The answer is as complex as you might imagine. Some cars you don’t mess with. If you have a Duesenberg SJ or a Ferrari 250 GTO, forget LS swaps and EFI conversions. However, if you have any number of “lesser” cars such as an early 911, a Corvette, a Mustang, or even a 300SL Gullwing, you’re in luck; the market has shown you can indeed make it the car you want without lighting money on fire.
That means easily reversible upgrades that can be bolted on—and later unbolted. These days, even more invasive items such as hidden air conditioning in that 300SL or electric power-steering assist on a Ferrari Daytona are things that actually add value.
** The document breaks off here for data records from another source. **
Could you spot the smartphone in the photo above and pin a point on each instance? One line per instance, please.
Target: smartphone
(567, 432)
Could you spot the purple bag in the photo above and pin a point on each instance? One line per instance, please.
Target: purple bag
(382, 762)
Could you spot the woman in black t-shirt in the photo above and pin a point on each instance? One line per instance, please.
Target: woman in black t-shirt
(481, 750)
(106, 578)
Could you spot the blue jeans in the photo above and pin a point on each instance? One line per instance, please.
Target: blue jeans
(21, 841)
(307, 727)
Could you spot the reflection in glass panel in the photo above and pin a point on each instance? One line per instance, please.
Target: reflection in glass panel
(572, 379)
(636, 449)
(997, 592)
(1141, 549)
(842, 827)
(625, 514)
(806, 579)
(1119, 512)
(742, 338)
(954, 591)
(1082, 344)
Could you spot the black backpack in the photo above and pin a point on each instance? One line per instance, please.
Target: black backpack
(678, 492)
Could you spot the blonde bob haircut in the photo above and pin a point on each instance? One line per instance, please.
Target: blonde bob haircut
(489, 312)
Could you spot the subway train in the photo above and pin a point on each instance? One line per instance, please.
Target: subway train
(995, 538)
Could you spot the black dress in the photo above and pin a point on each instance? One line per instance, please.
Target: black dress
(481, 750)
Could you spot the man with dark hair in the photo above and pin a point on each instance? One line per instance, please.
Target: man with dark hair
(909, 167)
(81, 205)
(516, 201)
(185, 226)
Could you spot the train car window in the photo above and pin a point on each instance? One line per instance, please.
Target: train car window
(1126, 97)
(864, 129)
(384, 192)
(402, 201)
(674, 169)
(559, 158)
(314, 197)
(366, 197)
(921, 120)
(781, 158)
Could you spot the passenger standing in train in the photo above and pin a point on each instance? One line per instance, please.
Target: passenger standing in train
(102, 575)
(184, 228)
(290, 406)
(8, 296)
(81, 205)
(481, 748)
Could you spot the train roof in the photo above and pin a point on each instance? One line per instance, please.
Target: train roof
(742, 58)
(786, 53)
Of course, it seems that some vehicles are worth more money the more custom they are. Full-on “restomod” 1969 Camaros routinely sell for more than even a gorgeous factory Z/28. Similarly, early Broncos, C1 and C2 Corvettes, old pickup trucks, and especially “reimagined” Porsche 911s all bring far more than flawless bone-stock examples do. That said, it’s important to note that although a $200K Camaro sale looks impressive, it was likely a $350K build. It takes a real pro, and top-notch quality and specs, to come out ahead when straying far from stock.
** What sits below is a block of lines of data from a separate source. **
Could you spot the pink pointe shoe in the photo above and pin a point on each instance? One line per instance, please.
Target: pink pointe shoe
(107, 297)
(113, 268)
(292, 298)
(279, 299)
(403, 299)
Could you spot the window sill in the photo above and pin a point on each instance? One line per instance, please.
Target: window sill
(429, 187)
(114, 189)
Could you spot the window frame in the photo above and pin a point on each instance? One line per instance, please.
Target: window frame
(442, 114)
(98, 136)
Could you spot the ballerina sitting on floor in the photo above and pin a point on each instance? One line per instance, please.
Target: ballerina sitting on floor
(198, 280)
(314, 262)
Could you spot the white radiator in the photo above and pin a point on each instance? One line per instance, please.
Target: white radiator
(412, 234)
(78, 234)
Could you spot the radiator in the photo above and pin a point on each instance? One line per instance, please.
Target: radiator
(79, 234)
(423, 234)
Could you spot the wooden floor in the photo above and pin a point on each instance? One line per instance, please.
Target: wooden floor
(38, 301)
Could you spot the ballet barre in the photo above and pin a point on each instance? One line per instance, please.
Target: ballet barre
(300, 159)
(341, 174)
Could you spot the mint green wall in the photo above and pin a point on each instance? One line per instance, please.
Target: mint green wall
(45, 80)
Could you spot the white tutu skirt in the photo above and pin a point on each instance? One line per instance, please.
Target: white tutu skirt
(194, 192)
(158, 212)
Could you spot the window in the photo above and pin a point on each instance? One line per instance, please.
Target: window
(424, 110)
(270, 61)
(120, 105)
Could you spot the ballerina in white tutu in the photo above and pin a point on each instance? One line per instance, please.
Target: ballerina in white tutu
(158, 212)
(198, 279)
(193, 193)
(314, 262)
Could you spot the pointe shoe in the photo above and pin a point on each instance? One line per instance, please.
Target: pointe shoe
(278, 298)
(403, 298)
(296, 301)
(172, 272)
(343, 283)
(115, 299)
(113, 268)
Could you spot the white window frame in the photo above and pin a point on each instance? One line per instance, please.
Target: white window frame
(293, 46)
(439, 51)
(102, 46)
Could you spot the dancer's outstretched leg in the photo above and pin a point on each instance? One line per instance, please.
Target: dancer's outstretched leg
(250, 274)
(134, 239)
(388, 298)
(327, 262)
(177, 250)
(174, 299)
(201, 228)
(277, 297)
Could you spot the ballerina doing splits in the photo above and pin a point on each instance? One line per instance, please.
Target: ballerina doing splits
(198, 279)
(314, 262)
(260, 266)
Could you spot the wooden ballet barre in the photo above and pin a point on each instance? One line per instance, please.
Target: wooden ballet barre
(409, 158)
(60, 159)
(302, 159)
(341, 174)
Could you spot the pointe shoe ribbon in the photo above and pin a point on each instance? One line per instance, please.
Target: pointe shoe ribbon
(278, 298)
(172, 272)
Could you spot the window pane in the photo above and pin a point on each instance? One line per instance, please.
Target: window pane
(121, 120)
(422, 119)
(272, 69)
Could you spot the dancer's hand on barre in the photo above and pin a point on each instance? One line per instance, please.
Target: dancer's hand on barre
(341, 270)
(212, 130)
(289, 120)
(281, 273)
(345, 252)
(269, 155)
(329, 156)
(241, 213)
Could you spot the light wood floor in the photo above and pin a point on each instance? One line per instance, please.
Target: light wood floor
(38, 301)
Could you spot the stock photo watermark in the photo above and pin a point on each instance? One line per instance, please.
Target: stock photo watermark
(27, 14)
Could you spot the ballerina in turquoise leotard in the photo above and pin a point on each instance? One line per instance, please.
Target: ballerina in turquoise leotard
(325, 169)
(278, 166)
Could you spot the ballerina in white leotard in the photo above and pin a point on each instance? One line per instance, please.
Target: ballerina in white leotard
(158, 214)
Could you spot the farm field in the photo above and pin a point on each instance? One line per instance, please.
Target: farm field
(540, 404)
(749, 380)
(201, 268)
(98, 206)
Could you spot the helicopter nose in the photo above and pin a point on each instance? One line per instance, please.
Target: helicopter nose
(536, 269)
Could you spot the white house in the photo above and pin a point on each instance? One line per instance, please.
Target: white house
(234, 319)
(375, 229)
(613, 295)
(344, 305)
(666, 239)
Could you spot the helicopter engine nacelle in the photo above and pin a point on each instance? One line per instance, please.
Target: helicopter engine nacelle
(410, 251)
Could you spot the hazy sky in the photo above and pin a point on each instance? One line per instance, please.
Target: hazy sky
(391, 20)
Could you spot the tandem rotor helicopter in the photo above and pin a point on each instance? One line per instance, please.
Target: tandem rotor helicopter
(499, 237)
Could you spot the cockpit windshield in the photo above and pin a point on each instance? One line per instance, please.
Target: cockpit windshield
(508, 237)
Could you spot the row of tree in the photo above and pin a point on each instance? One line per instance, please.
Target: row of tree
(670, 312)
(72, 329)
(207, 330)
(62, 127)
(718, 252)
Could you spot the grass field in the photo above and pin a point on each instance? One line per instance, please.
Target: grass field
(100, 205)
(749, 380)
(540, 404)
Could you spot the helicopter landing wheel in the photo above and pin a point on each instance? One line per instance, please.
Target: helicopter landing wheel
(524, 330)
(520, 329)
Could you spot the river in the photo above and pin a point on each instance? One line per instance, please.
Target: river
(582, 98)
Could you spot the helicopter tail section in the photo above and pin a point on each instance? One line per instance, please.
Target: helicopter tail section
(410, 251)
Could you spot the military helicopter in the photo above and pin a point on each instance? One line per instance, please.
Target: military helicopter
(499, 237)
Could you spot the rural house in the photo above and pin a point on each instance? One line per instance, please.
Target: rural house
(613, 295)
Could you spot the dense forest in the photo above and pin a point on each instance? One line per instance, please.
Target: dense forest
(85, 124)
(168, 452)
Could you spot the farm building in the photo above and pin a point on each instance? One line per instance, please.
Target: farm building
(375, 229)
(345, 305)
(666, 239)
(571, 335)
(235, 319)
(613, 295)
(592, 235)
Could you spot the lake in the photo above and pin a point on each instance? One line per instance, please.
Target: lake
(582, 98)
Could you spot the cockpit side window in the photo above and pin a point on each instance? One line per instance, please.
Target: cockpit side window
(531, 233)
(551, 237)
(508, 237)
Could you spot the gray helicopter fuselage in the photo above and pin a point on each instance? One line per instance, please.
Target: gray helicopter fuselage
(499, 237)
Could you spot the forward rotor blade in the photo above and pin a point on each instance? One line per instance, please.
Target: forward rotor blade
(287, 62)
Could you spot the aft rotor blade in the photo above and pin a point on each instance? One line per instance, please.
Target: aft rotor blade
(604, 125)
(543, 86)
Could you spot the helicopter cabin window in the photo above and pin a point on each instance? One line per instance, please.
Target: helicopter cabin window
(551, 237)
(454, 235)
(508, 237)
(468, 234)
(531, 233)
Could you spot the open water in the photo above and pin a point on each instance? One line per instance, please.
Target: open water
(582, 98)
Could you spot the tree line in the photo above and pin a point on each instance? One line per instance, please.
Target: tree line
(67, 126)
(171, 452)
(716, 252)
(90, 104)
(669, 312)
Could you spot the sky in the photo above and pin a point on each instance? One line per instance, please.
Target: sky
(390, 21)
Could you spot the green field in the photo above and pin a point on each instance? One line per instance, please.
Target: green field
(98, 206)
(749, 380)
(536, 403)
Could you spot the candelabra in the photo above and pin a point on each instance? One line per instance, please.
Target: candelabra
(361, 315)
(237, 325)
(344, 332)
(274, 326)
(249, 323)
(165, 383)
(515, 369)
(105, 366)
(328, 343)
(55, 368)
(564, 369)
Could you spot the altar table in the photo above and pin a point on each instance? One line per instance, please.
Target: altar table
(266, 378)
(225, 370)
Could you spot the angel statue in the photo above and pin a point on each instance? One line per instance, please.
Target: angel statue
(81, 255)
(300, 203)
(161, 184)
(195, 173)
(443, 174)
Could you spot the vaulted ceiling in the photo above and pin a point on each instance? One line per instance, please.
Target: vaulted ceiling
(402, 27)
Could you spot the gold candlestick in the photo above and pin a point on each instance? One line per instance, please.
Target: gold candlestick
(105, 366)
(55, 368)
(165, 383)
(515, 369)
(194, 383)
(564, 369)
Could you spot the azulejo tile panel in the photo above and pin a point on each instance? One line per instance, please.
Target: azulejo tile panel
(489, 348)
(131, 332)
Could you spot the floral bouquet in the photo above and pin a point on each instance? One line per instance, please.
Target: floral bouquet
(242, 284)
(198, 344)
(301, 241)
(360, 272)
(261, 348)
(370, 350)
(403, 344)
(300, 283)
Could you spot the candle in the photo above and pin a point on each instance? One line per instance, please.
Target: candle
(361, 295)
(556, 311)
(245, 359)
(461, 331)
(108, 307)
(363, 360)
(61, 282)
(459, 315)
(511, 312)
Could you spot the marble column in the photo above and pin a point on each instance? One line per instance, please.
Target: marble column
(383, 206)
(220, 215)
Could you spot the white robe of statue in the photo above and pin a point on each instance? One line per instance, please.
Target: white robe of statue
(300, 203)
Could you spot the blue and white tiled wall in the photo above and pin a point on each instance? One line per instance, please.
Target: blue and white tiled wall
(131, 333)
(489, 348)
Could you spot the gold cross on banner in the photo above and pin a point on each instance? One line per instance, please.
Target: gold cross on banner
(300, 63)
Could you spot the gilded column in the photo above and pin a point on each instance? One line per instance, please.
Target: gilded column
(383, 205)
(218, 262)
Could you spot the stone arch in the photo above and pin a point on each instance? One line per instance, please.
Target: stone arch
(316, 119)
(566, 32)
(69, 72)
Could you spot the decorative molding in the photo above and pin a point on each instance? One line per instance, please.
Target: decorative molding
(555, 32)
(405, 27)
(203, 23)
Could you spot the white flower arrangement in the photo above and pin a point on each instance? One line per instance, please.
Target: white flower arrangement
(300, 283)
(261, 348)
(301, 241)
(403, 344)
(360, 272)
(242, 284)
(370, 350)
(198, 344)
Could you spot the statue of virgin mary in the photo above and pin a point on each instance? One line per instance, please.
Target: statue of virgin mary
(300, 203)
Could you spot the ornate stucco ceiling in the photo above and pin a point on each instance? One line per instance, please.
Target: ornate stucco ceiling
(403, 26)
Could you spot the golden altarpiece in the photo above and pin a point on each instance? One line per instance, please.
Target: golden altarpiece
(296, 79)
Which is why I think the smart money lives in “reasonable” modifications. For years, I’ve been doing what I call optimizing old cars. For example, preparing a 1965 Shelby GT350 for rally use with good radial tires; upgraded shocks; electronic ignition; ethanol-safe fuel systems; a vibration-free aluminum driveshaft and high-speed-friendly ring-and-pinion; carbon-Kevlar brake linings; and other little tweaks that transform how the car drives. Or, let’s say you have a Jaguar XK 120 or E-Type. Those are great candidates for modern high-capacity aluminum radiators and electric cooling fans, as well as similar common-sense items as noted above. No matter the car, the goal is the same—usability. The best part is that when it comes time to sell, the only financial burden these changes will impose is the cost of returning the car to stock. Time and again, the market has shown that lightly modified cars don’t suffer in value as a result of their upgrades. The corollary is a seismic shift in people seeking out such cars that are ready to be driven and enjoyed, rather than pushed around a warehouse.
Going all-in with a full custom build will always be a decision not to be taken lightly. I’d argue it’s easier on the conscience (and the wallet) to simply spend a little, change a few things out, and tinker with your car to get out there and enjoy driving it. It’s an even better investment than the one you made buying the car in the first place.